Jongeren in de middelbare-schoolleeftijd zijn een voor (historische) musea moeilijk te bereiken doelgroep. Vraag een puber naar het waarom, dan krijg je meestal te horen dat het er saai is. Geschiedenis wordt trouwens ook vaak saai gevonden en bovendien nutteloos. Het is toch allemaal al voorbij.

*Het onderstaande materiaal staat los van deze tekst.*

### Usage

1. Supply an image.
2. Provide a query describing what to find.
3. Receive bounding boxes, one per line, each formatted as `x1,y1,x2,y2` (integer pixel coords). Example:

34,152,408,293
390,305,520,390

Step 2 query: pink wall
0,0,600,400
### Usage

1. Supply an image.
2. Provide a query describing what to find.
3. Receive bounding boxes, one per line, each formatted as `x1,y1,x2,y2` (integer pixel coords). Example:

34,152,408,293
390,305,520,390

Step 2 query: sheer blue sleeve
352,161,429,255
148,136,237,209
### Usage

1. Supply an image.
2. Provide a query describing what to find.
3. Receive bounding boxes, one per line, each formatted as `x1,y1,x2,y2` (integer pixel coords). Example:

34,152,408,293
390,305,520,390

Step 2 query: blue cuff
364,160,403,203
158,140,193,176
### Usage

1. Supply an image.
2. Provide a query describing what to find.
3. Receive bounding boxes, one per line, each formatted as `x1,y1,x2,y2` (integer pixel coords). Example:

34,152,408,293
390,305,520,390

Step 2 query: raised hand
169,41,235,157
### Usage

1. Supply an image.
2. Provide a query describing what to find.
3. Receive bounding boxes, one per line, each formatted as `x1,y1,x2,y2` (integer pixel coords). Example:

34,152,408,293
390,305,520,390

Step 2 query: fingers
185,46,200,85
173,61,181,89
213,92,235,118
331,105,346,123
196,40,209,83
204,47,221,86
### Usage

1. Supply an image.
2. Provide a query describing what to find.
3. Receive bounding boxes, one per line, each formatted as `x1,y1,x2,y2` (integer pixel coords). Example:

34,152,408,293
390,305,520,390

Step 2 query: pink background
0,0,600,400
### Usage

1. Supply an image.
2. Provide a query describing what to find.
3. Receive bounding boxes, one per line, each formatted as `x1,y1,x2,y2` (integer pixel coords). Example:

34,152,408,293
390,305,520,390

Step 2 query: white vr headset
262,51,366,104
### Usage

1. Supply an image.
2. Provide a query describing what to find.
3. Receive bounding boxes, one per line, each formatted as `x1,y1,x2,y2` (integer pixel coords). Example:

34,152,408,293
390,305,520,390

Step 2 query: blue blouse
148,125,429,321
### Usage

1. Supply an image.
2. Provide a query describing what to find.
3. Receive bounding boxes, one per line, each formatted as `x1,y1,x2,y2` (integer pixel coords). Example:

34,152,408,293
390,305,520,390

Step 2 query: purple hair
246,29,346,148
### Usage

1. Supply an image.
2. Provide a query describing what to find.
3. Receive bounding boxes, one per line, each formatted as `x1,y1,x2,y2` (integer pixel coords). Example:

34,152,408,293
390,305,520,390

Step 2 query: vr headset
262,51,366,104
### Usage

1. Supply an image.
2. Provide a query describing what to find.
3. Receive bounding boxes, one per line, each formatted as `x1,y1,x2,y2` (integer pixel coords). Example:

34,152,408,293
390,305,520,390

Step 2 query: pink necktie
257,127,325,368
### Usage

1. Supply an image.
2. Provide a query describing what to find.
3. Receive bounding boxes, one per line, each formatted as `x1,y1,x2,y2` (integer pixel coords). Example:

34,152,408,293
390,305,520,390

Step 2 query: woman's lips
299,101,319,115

Dit betekent dat er dus twee manieren zijn om jongeren voor je museum te interesseren. Of je maakt het leuker, minder saai dus; of je maakt het relevanter, met andere woorden je doet iets aan het idee dat erfgoed en geschiedenis nutteloos zijn. Ik ben ervan overtuigd dat als je optie twee kiest, één vanzelf volgt.
Kinderen en oude mensen
De meest dankbare doelgroepen voor historische musea zijn kleine kinderen en oude mensen. Kleine kinderen vinden oude dingen nog spannend, mits je er leuke verhalen bij vertelt. Over hoe ze vroeger geen elektriciteit hadden, en dat je dan bij kaarslicht – als je een kaars kon betalen! – een spelletje deed. Of dat er geen auto’s waren en je te paard – als je een paard had! – naar het naburige dorp reisde.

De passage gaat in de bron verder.